Crawls: HTTP vs rendered (Playwright)

When to use each mode

Mode	Use it when	Cost
HTTP	Static / SSR sites. Marketing pages, Hugo/Jekyll/Astro/Next-SSR.	Fast (5-10× quicker), no JS engine.
Playwright	SPA-style sites where most content arrives via fetch + hydration. Vue/React/Angular client-rendered pages.	Slow (~3-5s/page on a warm pool). Costs more per page.

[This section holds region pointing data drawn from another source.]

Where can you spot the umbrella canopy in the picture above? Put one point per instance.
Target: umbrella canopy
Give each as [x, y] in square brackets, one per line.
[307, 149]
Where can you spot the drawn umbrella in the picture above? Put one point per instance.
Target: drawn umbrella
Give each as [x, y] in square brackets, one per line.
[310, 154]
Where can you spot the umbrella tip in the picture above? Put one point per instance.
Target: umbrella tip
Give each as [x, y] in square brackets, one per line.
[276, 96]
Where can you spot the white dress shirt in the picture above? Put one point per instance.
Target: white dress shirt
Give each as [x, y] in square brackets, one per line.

A quick test: open your homepage with JS disabled. If the H1 + main copy are visible, HTTP is fine.

What we actually crawl

For every URL we collect:

Response code + headers (cache-control, content-type, link, x-robots-tag)
The full HTML body
Resolved title, meta, H1-H6, canonical, JSON-LD blobs
All discovered links (in-domain + out-domain)
Open Graph + Twitter card meta
robots.txt + sitemap.xml + llms.txt (once per host)

We do not fetch CSS, JS, images, fonts, video: except when Playwright mode requires them to render. We respect Disallow: directives in robots.txt scoped to the CrawlmindBot user-agent (or * if no named block exists).

Configuration

Max pages: hard cap per run (plan-capped)
Max depth: link-hop limit from the seed URL (default 3)
Render mode: HTTP or Playwright
Skip AI: bypass LLM enrichment for CI/preview crawls (CI plan flag)
URL override: point this run at a staging URL without changing the registered Website (used by the GitHub Action)

Staging-environment access

For password-protected staging environments Crawlmind supports per-Website credentials:

Basic auth: stagingBasicAuthUser + AES-256-GCM-encrypted password
Custom headers: encrypted JSON map (X-Preview-Token: …)
User-Agent override: useful for bypassing Cloudflare bot rules on staging

Set these from the Website settings page. Secrets are encrypted at rest under INTEGRATIONS_ENCRYPTION_KEY.

Crawl outcomes

Every CrawlJob ends in one of:

SUCCEEDED: every page hit returned a parseable response
PARTIAL: some pages errored; the job still produced a usable report. Score is computed on the pages we got.
FAILED: fatal error (DNS, root-page 5xx, robots block on /). Score = null.
CANCELLED: operator-cancelled

The operator console (/admin/queues) lets you retry failed jobs in BullMQ.